CRC had found what it thought was the perfect location, but now it needed a buyer. Never short on capital, CRC prefers to rent rather than buy property: lower overhead and initial investment, higher return. In Emery, it found the perfect landlord.
He was quickly convinced to purchase the property. The plan was simple. He would buy the building, remodel it to state standards, and get rent checks from CRC for $6600 a month for the next ten years.
It seemed like a win-win situation. CRC found a cheap way to set up shop in Maine and Emery found a treatment provider for his son, not to mention the substantial monthly rent check he was slated to receive. But Emery got more than he bargained for.
The Bain Capital-owned CRC Health Corporation first proposed a methadone clinic in a Warren schoolhouse.
BEHIND CLOSED DOORS
"If I could have seen the future, I wouldn't have gotten so excited for them," Emery says. "I'm a developer, I've done this my whole life, [but] I wouldn't have purchased it. I would have got somebody else. I just was so excited for them because they were so excited. They said 'What can you do for us?' We had the tools, so I went forward."
Emery says that CRC wanted to begin the process in private before dealing with the anticipated local opposition. In a closed-door session, Warren selectmen were told that the building would be home to a methadone clinic.

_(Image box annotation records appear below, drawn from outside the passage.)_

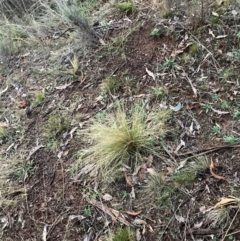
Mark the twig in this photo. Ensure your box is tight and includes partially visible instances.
[181,68,197,97]
[158,201,184,240]
[176,145,240,157]
[221,206,240,241]
[161,143,177,163]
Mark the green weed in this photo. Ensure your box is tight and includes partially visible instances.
[188,43,199,56]
[211,125,221,136]
[13,161,35,180]
[111,227,135,241]
[101,77,122,93]
[200,103,212,113]
[219,67,235,83]
[232,109,240,119]
[117,2,135,13]
[33,92,45,107]
[0,126,8,139]
[150,28,161,38]
[221,100,230,109]
[83,206,92,217]
[152,87,168,99]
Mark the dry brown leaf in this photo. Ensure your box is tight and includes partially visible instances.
[124,172,134,187]
[85,196,132,226]
[102,193,113,201]
[133,218,147,225]
[209,157,225,179]
[0,122,9,127]
[125,210,142,216]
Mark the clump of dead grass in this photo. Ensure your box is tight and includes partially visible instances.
[86,104,169,176]
[206,207,230,228]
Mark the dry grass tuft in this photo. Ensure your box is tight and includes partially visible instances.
[87,104,169,175]
[206,207,230,228]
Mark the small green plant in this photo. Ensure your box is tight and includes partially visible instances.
[221,100,230,109]
[68,54,79,75]
[145,173,177,208]
[200,103,212,113]
[101,77,122,93]
[47,139,60,151]
[112,36,124,48]
[181,53,194,64]
[223,136,240,144]
[206,207,230,228]
[117,2,135,13]
[45,115,70,139]
[109,227,135,241]
[83,206,92,217]
[96,110,106,122]
[188,43,199,56]
[152,87,168,99]
[210,16,219,25]
[163,58,175,69]
[211,125,221,136]
[122,191,130,199]
[232,109,240,119]
[0,126,8,139]
[86,103,169,174]
[211,93,220,102]
[14,161,35,180]
[33,92,45,107]
[237,31,240,40]
[173,156,209,186]
[220,67,235,83]
[150,28,161,38]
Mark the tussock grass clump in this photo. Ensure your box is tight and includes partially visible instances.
[173,156,209,186]
[87,104,169,174]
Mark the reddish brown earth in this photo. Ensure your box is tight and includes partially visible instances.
[0,2,240,241]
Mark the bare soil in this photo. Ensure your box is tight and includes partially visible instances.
[0,1,240,241]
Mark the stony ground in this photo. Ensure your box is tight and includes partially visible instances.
[0,1,240,241]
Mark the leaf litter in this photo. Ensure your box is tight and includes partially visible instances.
[0,1,240,241]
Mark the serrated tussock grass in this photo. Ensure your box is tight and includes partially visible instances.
[87,104,169,175]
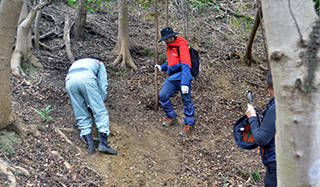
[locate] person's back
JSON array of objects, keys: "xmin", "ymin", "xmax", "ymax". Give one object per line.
[
  {"xmin": 246, "ymin": 72, "xmax": 277, "ymax": 187},
  {"xmin": 155, "ymin": 27, "xmax": 195, "ymax": 136},
  {"xmin": 65, "ymin": 58, "xmax": 117, "ymax": 154}
]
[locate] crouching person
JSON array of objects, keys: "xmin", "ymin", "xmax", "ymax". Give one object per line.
[{"xmin": 65, "ymin": 58, "xmax": 118, "ymax": 155}]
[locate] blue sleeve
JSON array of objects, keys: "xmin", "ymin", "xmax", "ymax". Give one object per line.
[
  {"xmin": 161, "ymin": 61, "xmax": 168, "ymax": 71},
  {"xmin": 97, "ymin": 62, "xmax": 109, "ymax": 101},
  {"xmin": 181, "ymin": 63, "xmax": 193, "ymax": 86},
  {"xmin": 249, "ymin": 105, "xmax": 276, "ymax": 146}
]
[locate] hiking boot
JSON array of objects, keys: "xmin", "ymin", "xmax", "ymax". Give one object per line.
[
  {"xmin": 98, "ymin": 132, "xmax": 118, "ymax": 155},
  {"xmin": 82, "ymin": 134, "xmax": 95, "ymax": 154},
  {"xmin": 178, "ymin": 125, "xmax": 193, "ymax": 136},
  {"xmin": 162, "ymin": 117, "xmax": 177, "ymax": 127}
]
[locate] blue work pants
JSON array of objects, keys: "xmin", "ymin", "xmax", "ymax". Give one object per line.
[{"xmin": 160, "ymin": 79, "xmax": 194, "ymax": 125}]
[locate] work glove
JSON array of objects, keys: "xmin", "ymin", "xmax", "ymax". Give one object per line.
[
  {"xmin": 154, "ymin": 64, "xmax": 161, "ymax": 71},
  {"xmin": 181, "ymin": 85, "xmax": 189, "ymax": 94}
]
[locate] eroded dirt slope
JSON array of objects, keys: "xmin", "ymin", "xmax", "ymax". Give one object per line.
[{"xmin": 1, "ymin": 1, "xmax": 269, "ymax": 186}]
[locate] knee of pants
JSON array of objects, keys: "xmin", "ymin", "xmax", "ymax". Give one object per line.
[{"xmin": 159, "ymin": 91, "xmax": 169, "ymax": 102}]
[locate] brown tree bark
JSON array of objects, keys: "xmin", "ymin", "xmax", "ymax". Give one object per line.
[
  {"xmin": 0, "ymin": 0, "xmax": 23, "ymax": 129},
  {"xmin": 261, "ymin": 0, "xmax": 320, "ymax": 187},
  {"xmin": 11, "ymin": 0, "xmax": 54, "ymax": 76},
  {"xmin": 154, "ymin": 0, "xmax": 159, "ymax": 110},
  {"xmin": 73, "ymin": 0, "xmax": 87, "ymax": 39},
  {"xmin": 241, "ymin": 8, "xmax": 261, "ymax": 66},
  {"xmin": 107, "ymin": 0, "xmax": 138, "ymax": 71}
]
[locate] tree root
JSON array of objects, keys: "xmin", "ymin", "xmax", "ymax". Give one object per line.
[{"xmin": 0, "ymin": 158, "xmax": 17, "ymax": 187}]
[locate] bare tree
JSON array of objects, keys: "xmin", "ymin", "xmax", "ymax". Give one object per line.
[
  {"xmin": 73, "ymin": 0, "xmax": 87, "ymax": 39},
  {"xmin": 154, "ymin": 0, "xmax": 159, "ymax": 110},
  {"xmin": 0, "ymin": 0, "xmax": 23, "ymax": 129},
  {"xmin": 262, "ymin": 0, "xmax": 320, "ymax": 187},
  {"xmin": 108, "ymin": 0, "xmax": 138, "ymax": 70},
  {"xmin": 11, "ymin": 0, "xmax": 54, "ymax": 76}
]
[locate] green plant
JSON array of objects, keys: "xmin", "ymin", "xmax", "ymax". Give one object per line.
[{"xmin": 36, "ymin": 105, "xmax": 55, "ymax": 122}]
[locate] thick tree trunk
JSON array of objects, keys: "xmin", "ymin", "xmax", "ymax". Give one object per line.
[
  {"xmin": 154, "ymin": 0, "xmax": 159, "ymax": 110},
  {"xmin": 11, "ymin": 0, "xmax": 54, "ymax": 76},
  {"xmin": 262, "ymin": 0, "xmax": 320, "ymax": 187},
  {"xmin": 241, "ymin": 8, "xmax": 261, "ymax": 66},
  {"xmin": 73, "ymin": 0, "xmax": 87, "ymax": 39},
  {"xmin": 34, "ymin": 0, "xmax": 43, "ymax": 50},
  {"xmin": 0, "ymin": 0, "xmax": 23, "ymax": 129},
  {"xmin": 110, "ymin": 0, "xmax": 138, "ymax": 70}
]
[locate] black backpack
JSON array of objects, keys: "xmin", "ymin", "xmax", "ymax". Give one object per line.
[{"xmin": 177, "ymin": 46, "xmax": 200, "ymax": 77}]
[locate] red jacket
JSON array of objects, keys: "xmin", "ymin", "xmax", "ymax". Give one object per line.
[{"xmin": 161, "ymin": 36, "xmax": 193, "ymax": 85}]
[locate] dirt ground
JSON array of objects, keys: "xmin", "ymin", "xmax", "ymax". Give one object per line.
[{"xmin": 0, "ymin": 0, "xmax": 269, "ymax": 187}]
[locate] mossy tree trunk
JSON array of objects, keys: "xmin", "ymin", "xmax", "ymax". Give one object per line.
[
  {"xmin": 11, "ymin": 0, "xmax": 54, "ymax": 76},
  {"xmin": 262, "ymin": 0, "xmax": 320, "ymax": 187},
  {"xmin": 108, "ymin": 0, "xmax": 138, "ymax": 70},
  {"xmin": 0, "ymin": 0, "xmax": 23, "ymax": 129}
]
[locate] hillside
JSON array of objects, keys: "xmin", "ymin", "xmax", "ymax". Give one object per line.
[{"xmin": 0, "ymin": 0, "xmax": 269, "ymax": 187}]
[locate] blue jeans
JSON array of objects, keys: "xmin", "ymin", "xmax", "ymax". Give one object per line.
[
  {"xmin": 66, "ymin": 71, "xmax": 110, "ymax": 137},
  {"xmin": 160, "ymin": 79, "xmax": 194, "ymax": 125}
]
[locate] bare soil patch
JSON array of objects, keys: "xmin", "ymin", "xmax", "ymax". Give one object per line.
[{"xmin": 0, "ymin": 1, "xmax": 269, "ymax": 187}]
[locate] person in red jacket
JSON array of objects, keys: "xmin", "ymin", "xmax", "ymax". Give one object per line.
[{"xmin": 155, "ymin": 27, "xmax": 194, "ymax": 136}]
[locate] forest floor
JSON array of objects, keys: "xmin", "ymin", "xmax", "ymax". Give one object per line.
[{"xmin": 0, "ymin": 0, "xmax": 270, "ymax": 187}]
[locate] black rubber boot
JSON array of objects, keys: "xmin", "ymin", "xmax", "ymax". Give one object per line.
[
  {"xmin": 98, "ymin": 132, "xmax": 118, "ymax": 155},
  {"xmin": 82, "ymin": 134, "xmax": 94, "ymax": 154}
]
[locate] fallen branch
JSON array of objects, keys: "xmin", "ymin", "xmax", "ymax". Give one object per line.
[
  {"xmin": 52, "ymin": 124, "xmax": 81, "ymax": 153},
  {"xmin": 0, "ymin": 158, "xmax": 17, "ymax": 187},
  {"xmin": 51, "ymin": 151, "xmax": 73, "ymax": 170},
  {"xmin": 10, "ymin": 166, "xmax": 30, "ymax": 177}
]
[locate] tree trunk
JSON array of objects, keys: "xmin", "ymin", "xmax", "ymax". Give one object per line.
[
  {"xmin": 108, "ymin": 0, "xmax": 138, "ymax": 71},
  {"xmin": 11, "ymin": 0, "xmax": 54, "ymax": 76},
  {"xmin": 154, "ymin": 0, "xmax": 159, "ymax": 110},
  {"xmin": 241, "ymin": 8, "xmax": 261, "ymax": 66},
  {"xmin": 0, "ymin": 0, "xmax": 23, "ymax": 129},
  {"xmin": 73, "ymin": 0, "xmax": 87, "ymax": 39},
  {"xmin": 34, "ymin": 0, "xmax": 43, "ymax": 50},
  {"xmin": 262, "ymin": 0, "xmax": 320, "ymax": 187}
]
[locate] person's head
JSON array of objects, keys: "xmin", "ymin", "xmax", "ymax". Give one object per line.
[
  {"xmin": 267, "ymin": 71, "xmax": 274, "ymax": 97},
  {"xmin": 159, "ymin": 27, "xmax": 179, "ymax": 43}
]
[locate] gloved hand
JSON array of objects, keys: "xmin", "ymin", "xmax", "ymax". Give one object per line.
[
  {"xmin": 181, "ymin": 85, "xmax": 189, "ymax": 94},
  {"xmin": 154, "ymin": 64, "xmax": 161, "ymax": 71}
]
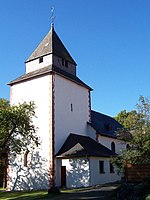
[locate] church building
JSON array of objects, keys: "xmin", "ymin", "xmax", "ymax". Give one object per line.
[{"xmin": 7, "ymin": 25, "xmax": 126, "ymax": 190}]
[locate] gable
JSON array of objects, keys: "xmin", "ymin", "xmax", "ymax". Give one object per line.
[{"xmin": 88, "ymin": 110, "xmax": 123, "ymax": 138}]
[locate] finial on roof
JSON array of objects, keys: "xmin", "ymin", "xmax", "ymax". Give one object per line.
[{"xmin": 51, "ymin": 7, "xmax": 56, "ymax": 28}]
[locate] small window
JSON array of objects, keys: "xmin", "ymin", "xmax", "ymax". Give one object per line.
[
  {"xmin": 65, "ymin": 60, "xmax": 68, "ymax": 67},
  {"xmin": 111, "ymin": 142, "xmax": 116, "ymax": 153},
  {"xmin": 62, "ymin": 58, "xmax": 65, "ymax": 66},
  {"xmin": 71, "ymin": 103, "xmax": 73, "ymax": 112},
  {"xmin": 99, "ymin": 161, "xmax": 105, "ymax": 174},
  {"xmin": 24, "ymin": 150, "xmax": 29, "ymax": 167},
  {"xmin": 39, "ymin": 57, "xmax": 43, "ymax": 63},
  {"xmin": 109, "ymin": 162, "xmax": 115, "ymax": 173}
]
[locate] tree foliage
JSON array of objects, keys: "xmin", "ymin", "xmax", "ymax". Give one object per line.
[
  {"xmin": 0, "ymin": 99, "xmax": 38, "ymax": 153},
  {"xmin": 113, "ymin": 96, "xmax": 150, "ymax": 169}
]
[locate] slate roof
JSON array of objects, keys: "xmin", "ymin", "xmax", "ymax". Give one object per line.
[
  {"xmin": 26, "ymin": 27, "xmax": 76, "ymax": 65},
  {"xmin": 56, "ymin": 133, "xmax": 116, "ymax": 158},
  {"xmin": 88, "ymin": 110, "xmax": 123, "ymax": 138},
  {"xmin": 8, "ymin": 65, "xmax": 92, "ymax": 90}
]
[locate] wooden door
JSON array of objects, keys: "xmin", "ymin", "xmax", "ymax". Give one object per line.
[{"xmin": 61, "ymin": 166, "xmax": 66, "ymax": 187}]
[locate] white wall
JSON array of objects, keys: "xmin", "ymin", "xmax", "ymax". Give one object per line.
[
  {"xmin": 90, "ymin": 157, "xmax": 121, "ymax": 185},
  {"xmin": 62, "ymin": 158, "xmax": 90, "ymax": 188},
  {"xmin": 54, "ymin": 75, "xmax": 89, "ymax": 153},
  {"xmin": 8, "ymin": 75, "xmax": 52, "ymax": 190}
]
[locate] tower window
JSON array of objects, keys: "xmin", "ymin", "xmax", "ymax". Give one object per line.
[
  {"xmin": 99, "ymin": 161, "xmax": 105, "ymax": 174},
  {"xmin": 39, "ymin": 57, "xmax": 43, "ymax": 63},
  {"xmin": 62, "ymin": 58, "xmax": 65, "ymax": 66},
  {"xmin": 71, "ymin": 103, "xmax": 73, "ymax": 112},
  {"xmin": 109, "ymin": 162, "xmax": 115, "ymax": 173}
]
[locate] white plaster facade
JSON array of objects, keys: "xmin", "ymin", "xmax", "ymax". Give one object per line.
[{"xmin": 8, "ymin": 26, "xmax": 125, "ymax": 190}]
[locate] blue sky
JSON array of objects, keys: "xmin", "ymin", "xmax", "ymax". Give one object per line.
[{"xmin": 0, "ymin": 0, "xmax": 150, "ymax": 116}]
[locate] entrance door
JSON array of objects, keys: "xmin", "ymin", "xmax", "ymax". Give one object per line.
[{"xmin": 61, "ymin": 166, "xmax": 66, "ymax": 187}]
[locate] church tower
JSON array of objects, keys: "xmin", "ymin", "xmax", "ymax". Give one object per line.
[{"xmin": 8, "ymin": 25, "xmax": 91, "ymax": 190}]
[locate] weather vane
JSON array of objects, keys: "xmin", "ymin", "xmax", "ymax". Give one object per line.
[{"xmin": 51, "ymin": 7, "xmax": 56, "ymax": 27}]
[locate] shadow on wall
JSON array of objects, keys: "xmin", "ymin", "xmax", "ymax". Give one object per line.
[
  {"xmin": 67, "ymin": 159, "xmax": 90, "ymax": 187},
  {"xmin": 9, "ymin": 152, "xmax": 49, "ymax": 190}
]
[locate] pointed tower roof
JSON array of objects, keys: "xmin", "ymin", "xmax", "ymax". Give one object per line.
[{"xmin": 26, "ymin": 26, "xmax": 76, "ymax": 65}]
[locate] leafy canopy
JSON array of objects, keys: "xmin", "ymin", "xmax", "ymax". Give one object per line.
[
  {"xmin": 112, "ymin": 96, "xmax": 150, "ymax": 169},
  {"xmin": 0, "ymin": 99, "xmax": 38, "ymax": 153}
]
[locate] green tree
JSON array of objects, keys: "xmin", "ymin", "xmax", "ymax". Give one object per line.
[
  {"xmin": 0, "ymin": 99, "xmax": 39, "ymax": 188},
  {"xmin": 112, "ymin": 96, "xmax": 150, "ymax": 169}
]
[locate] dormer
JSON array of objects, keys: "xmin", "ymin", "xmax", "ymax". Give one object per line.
[{"xmin": 25, "ymin": 26, "xmax": 76, "ymax": 76}]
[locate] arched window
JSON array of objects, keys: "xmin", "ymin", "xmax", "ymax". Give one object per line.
[{"xmin": 111, "ymin": 142, "xmax": 116, "ymax": 153}]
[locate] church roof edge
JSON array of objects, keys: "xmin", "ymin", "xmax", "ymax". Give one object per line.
[{"xmin": 25, "ymin": 26, "xmax": 77, "ymax": 65}]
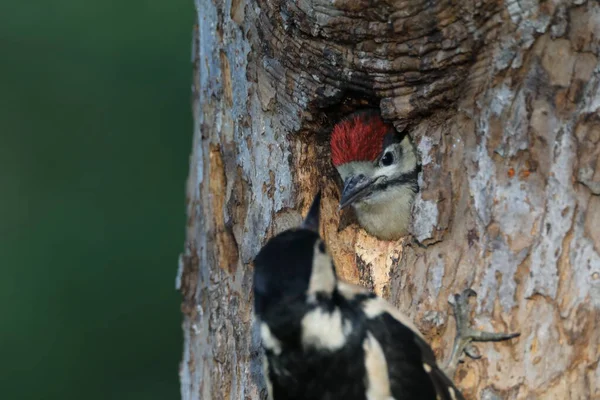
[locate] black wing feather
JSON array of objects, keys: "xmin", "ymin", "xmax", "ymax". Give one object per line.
[{"xmin": 367, "ymin": 312, "xmax": 464, "ymax": 400}]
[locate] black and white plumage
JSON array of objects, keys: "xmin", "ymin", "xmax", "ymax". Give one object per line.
[{"xmin": 254, "ymin": 195, "xmax": 463, "ymax": 400}]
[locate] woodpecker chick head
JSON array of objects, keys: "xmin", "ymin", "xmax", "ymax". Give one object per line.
[
  {"xmin": 254, "ymin": 192, "xmax": 337, "ymax": 317},
  {"xmin": 331, "ymin": 110, "xmax": 419, "ymax": 240}
]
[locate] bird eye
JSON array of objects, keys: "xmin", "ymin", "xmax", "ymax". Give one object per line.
[
  {"xmin": 319, "ymin": 242, "xmax": 325, "ymax": 253},
  {"xmin": 381, "ymin": 153, "xmax": 394, "ymax": 167}
]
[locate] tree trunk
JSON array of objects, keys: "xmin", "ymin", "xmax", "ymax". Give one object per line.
[{"xmin": 178, "ymin": 0, "xmax": 600, "ymax": 400}]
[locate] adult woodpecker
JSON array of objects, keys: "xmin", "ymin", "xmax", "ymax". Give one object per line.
[
  {"xmin": 254, "ymin": 194, "xmax": 464, "ymax": 400},
  {"xmin": 330, "ymin": 110, "xmax": 419, "ymax": 240}
]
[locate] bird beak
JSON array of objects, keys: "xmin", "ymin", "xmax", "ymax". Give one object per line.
[{"xmin": 338, "ymin": 174, "xmax": 378, "ymax": 210}]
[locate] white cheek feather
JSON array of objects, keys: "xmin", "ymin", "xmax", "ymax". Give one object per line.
[
  {"xmin": 302, "ymin": 308, "xmax": 352, "ymax": 351},
  {"xmin": 363, "ymin": 333, "xmax": 394, "ymax": 400},
  {"xmin": 260, "ymin": 322, "xmax": 281, "ymax": 355},
  {"xmin": 354, "ymin": 186, "xmax": 415, "ymax": 240},
  {"xmin": 363, "ymin": 297, "xmax": 425, "ymax": 340}
]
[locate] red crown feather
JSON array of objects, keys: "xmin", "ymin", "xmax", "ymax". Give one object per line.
[{"xmin": 331, "ymin": 111, "xmax": 394, "ymax": 167}]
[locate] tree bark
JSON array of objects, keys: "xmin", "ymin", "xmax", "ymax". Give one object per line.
[{"xmin": 177, "ymin": 0, "xmax": 600, "ymax": 399}]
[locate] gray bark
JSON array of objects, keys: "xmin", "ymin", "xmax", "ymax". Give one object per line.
[{"xmin": 178, "ymin": 0, "xmax": 600, "ymax": 399}]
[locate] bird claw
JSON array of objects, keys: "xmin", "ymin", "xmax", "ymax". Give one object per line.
[{"xmin": 445, "ymin": 288, "xmax": 520, "ymax": 377}]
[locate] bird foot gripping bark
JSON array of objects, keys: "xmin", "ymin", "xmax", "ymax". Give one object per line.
[{"xmin": 444, "ymin": 288, "xmax": 520, "ymax": 377}]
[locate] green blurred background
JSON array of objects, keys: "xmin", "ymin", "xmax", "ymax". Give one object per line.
[{"xmin": 0, "ymin": 0, "xmax": 195, "ymax": 400}]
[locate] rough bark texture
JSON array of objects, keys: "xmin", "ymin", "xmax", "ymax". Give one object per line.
[{"xmin": 178, "ymin": 0, "xmax": 600, "ymax": 400}]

When the plans did go public, Warren residents were in an uproar. They felt deceived and worried about the possible impacts of a high-volume methadone clinic, slated to serve 300 patients a day, on their rural community with a population under 5000.
Under pressure from local residents, the town quickly voided the sale of the building and enacted a six-month moratorium on methadone clinics. This knee-jerk reaction was Warren's attempt to buy time.
"This is a small town," says 20-year Warren resident Terry Walsh. "The selectmen are all volunteers. We have a garbage collector, a plumber, just regular people from the town, and I don't think they were any match for the lawyers and so on from CRC who came in. They were overwhelmed by the whole thing."
CRC responded by suing the town for violating the Americans with Disabilities Act, a civil-rights law intended to prohibit discrimination based on disability. A common-sense-defying lawsuit (filed on CRC's behalf by a Florida attorney) claimed that the town was discriminating against the company "and its patients" — of whom there are none yet, at least in Maine — because the temporary moratorium specifically banned methadone clinics. The suit also claimed CRC would "suffer irreparable injury" if it were not allowed to open its business where it wanted to. Essentially, CRC was saying that its potential future patients were victims of discrimination that threatened the company's prospective profits, and asking a judge to overturn the ban.
THINLY VEILED THREATS
After mediation between CRC and the town of Warren, CRC agreed to hold off on the lawsuit if Warren would consider approving a different location for a clinic.
The threat of the lawsuit now loomed over the town and Emery became the fall guy.